Raw files need basic identity metadata somewhere nearby: source title, origin, date captured, license or access boundary if known, checksum when practical, and the reason the source belongs in the wiki. Without that, later reviewers cannot tell whether the compiled page is faithful or stale.
| Source class | Capture metadata | Review risk |
|---|---|---|
| Paper or article | Title, URL or DOI, author/source, capture date, access date. | Stale claims, secondary-source overreach, paywall or license limits. |
| Meeting or chat transcript | Date, participants or roles, confidentiality boundary, decision status. | Private information, unapproved decisions, incomplete context. |
| Repository or code artifact | Remote URL, branch, commit or release tag, relevant paths. | Generated files, stale branches, implementation-specific assumptions. |
| Screenshot, audio, or video | Original file, extraction method, transcript/OCR status, reviewer notes. | Bad OCR, missing context, accessibility and privacy exposure. |
Layer 2: dynamic compiled wiki
wiki/ is the mutable output. It contains concept pages, source summaries, entity pages, syntheses, contradictions, and open questions. The agent may update this layer during ingest, query, and lint operations.
| Compiled page type | Typical use | Must include |
|---|---|---|
| Source summary | Compact proxy for one raw source. | Raw path, source status, key claims, entities, and contradictions. |
| Concept page | Reusable explanation of a method, pattern, or term. | Definition, scope, source traces, related links, and limitations. |
| Entity page | Model, tool, organization, standard, product, or project record. | Identity, source dates, authority boundary, and caveats. |
| Synthesis | Reusable answer, comparison, or decision record. | Question answered, inputs used, reasoning boundary, and review status. |
| Contradiction | Visible conflict between sources or pages. | Both claims, source context, date/scope notes, and next review action. |
Layer 3: algorithmic schema
AGENTS.md, CLAUDE.md, or an equivalent root instruction file is the operating contract. It tells the agent which directories exist, which files are read-only, how pages are shaped, how links are written, and which checklist must be completed before a task is done.
| Layer | Write access | Primary job | Failure if mixed |
|---|---|---|---|
| raw/ | Human and import tools only | Preserve ground truth | AI edits can destroy the evidence needed to recover. |
| wiki/ | Agent may edit under schema rules | Maintain synthesized knowledge | The graph becomes a pile of notes with no predictable shape. |
| AGENTS.md | Human-reviewed edits | Define agent behavior | The model improvises file paths, metadata, and safety rules. |
Recommended folder tree
raw/
papers/
web/
meetings/
attachments/
wiki/
index.md
log.md
concepts/
entities/
sources/
syntheses/
contradictions.md
open-questions.md
AGENTS.md
Interface contracts
The layers should communicate through explicit records rather than hidden memory. A source summary points back to raw evidence. A concept page points to source summaries and related concepts. The index points to every compiled page. The log records operations. The schema defines which of those files can be changed by which workflow.

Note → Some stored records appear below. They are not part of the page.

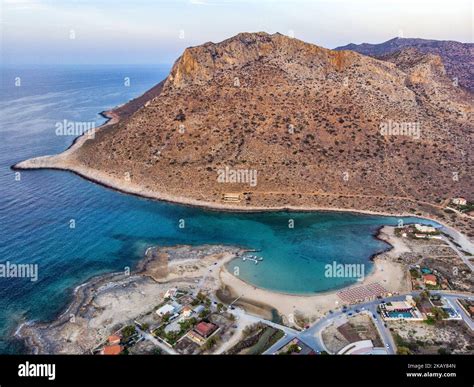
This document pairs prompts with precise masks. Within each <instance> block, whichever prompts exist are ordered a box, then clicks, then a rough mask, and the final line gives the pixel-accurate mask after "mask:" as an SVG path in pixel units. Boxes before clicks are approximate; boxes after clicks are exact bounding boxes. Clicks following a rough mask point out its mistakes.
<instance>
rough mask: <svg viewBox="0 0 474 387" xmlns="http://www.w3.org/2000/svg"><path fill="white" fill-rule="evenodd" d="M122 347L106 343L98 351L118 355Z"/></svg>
mask: <svg viewBox="0 0 474 387" xmlns="http://www.w3.org/2000/svg"><path fill="white" fill-rule="evenodd" d="M122 349H123V348H122V346H121V345H106V346H105V347H104V348H103V349H102V351H101V352H100V353H101V354H102V355H119V354H120V353H121V352H122Z"/></svg>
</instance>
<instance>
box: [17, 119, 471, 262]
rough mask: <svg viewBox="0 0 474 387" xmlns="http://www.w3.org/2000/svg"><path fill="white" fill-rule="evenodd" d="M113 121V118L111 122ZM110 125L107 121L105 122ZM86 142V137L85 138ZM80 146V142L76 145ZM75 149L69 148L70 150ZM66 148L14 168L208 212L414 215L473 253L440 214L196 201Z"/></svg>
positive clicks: (386, 216) (467, 246)
mask: <svg viewBox="0 0 474 387" xmlns="http://www.w3.org/2000/svg"><path fill="white" fill-rule="evenodd" d="M110 124H112V120H111V122H110ZM106 125H108V124H106ZM84 141H86V140H84ZM77 146H79V145H77ZM70 149H72V147H71V148H68V151H69V150H70ZM66 152H67V151H65V152H63V153H61V154H59V155H55V156H40V157H37V158H33V159H28V160H25V161H22V162H20V163H17V164H15V165H13V166H12V167H11V168H12V169H13V170H34V169H54V170H60V171H65V172H69V173H73V174H75V175H77V176H80V177H81V178H84V179H85V180H88V181H90V182H92V183H95V184H97V185H100V186H102V187H104V188H107V189H111V190H113V191H116V192H120V193H123V194H128V195H133V196H137V197H140V198H143V199H149V200H156V201H160V202H166V203H170V204H177V205H182V206H187V207H195V208H201V209H204V210H208V211H217V212H242V213H255V212H340V213H352V214H363V215H374V216H383V217H412V218H418V219H422V220H429V221H432V222H435V223H438V224H439V225H440V226H442V227H443V228H444V229H445V230H446V231H447V233H448V234H449V235H451V236H452V237H453V238H454V239H455V240H456V241H461V242H462V243H463V248H464V250H466V251H468V252H470V253H471V254H474V243H473V242H472V241H471V240H470V239H469V238H468V237H467V236H466V235H464V234H463V233H461V232H460V231H458V230H456V229H455V228H454V227H453V226H451V225H448V224H447V223H446V222H444V221H442V220H440V219H438V218H437V217H433V216H428V215H425V214H424V215H416V214H413V213H409V212H401V213H397V212H393V213H390V212H384V211H373V210H365V209H357V208H341V207H319V206H291V205H290V206H272V207H269V206H267V207H264V206H245V207H244V206H240V205H232V204H228V203H225V204H224V203H216V202H209V201H204V200H197V199H192V198H187V197H183V196H174V195H169V194H164V193H159V192H156V191H153V190H148V189H145V188H143V187H141V186H140V185H138V184H134V183H130V182H126V181H124V180H123V179H118V178H114V177H112V176H109V175H107V174H106V173H104V172H101V171H99V170H93V169H91V168H84V167H81V166H77V165H73V164H71V162H68V163H67V164H68V166H67V167H66V166H65V164H64V162H65V161H64V160H62V158H63V155H64V156H66V155H65V153H66Z"/></svg>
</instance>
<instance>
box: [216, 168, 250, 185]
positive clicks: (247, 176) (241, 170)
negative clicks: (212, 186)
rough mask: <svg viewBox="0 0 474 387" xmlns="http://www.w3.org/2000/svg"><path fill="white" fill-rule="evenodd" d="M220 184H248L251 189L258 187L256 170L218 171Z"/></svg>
mask: <svg viewBox="0 0 474 387" xmlns="http://www.w3.org/2000/svg"><path fill="white" fill-rule="evenodd" d="M217 182H218V183H231V184H239V183H240V184H248V185H249V186H250V187H255V186H256V185H257V170H256V169H233V168H229V167H225V168H219V169H218V170H217Z"/></svg>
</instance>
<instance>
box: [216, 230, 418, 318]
mask: <svg viewBox="0 0 474 387" xmlns="http://www.w3.org/2000/svg"><path fill="white" fill-rule="evenodd" d="M379 238H380V239H383V240H385V241H386V242H387V243H389V244H391V245H392V246H393V247H392V249H391V250H389V251H387V252H384V253H381V254H379V255H377V256H376V257H374V259H373V263H374V266H373V270H372V272H371V273H370V274H369V275H367V276H366V277H365V278H364V280H363V281H361V282H357V284H354V285H352V286H350V287H347V288H344V289H348V288H351V287H356V286H361V285H367V284H370V283H374V282H378V283H379V284H381V285H382V286H383V287H384V288H386V289H387V290H388V291H389V292H391V293H403V292H407V291H410V290H411V288H410V283H409V280H408V276H407V272H406V270H405V269H404V267H403V265H401V264H399V263H396V262H394V261H393V259H395V258H396V257H398V255H399V254H401V253H403V252H405V251H407V249H408V248H407V247H406V246H405V245H404V244H403V243H402V242H401V241H399V240H396V239H395V238H394V237H393V227H384V228H382V229H381V230H380V233H379ZM219 276H220V280H221V282H222V283H223V284H224V285H226V286H228V287H229V288H231V289H232V292H233V293H234V294H235V295H238V296H242V297H243V298H244V299H249V300H253V301H255V302H257V303H262V304H267V305H271V306H272V307H274V308H275V309H277V310H278V312H279V313H280V314H282V317H283V320H284V322H285V323H287V324H288V323H289V322H290V320H291V319H292V318H294V316H295V315H298V314H300V315H304V316H305V317H307V318H308V319H309V320H310V321H314V320H316V319H318V318H320V317H321V316H323V315H324V314H326V313H327V312H328V311H329V310H331V309H335V308H339V307H341V306H342V304H343V302H342V301H341V299H340V298H339V297H338V296H337V292H338V291H340V290H341V289H338V290H334V291H330V292H325V293H321V294H317V295H293V294H284V293H278V292H273V291H269V290H265V289H260V288H257V287H255V286H253V285H251V284H248V283H246V282H244V281H242V280H240V279H239V278H237V277H235V276H234V275H232V274H231V273H229V272H228V271H227V270H226V269H225V268H224V267H223V268H222V269H221V271H220V273H219Z"/></svg>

| Operation | Reads from | Writes to | Never writes to |
|---|---|---|---|
| Ingest | raw/, wiki/index.md, relevant wiki pages |
Source summaries, target pages, index, log, contradictions | Original raw files |
| Query | Index, selected compiled pages, raw sources only when needed | Synthesis page only after approval, index, log | Unrelated pages or raw files |
| Lint | Entire compiled graph, index, log, schema | Warnings, status labels, fix patches, log entries | Evidence files or unapproved deletions |
Permission checklist
- Raw files are read-only during agent operations.
- Every compiled page has frontmatter, source status, and related links.
- Every ingest updates wiki/index.md and wiki/log.md.
- Every contradiction is preserved until a human resolves it.
- Every destructive cleanup requires explicit human approval.
- Every high-impact model, benchmark, legal, safety, or provider claim includes a dated source or a visible source-needed label.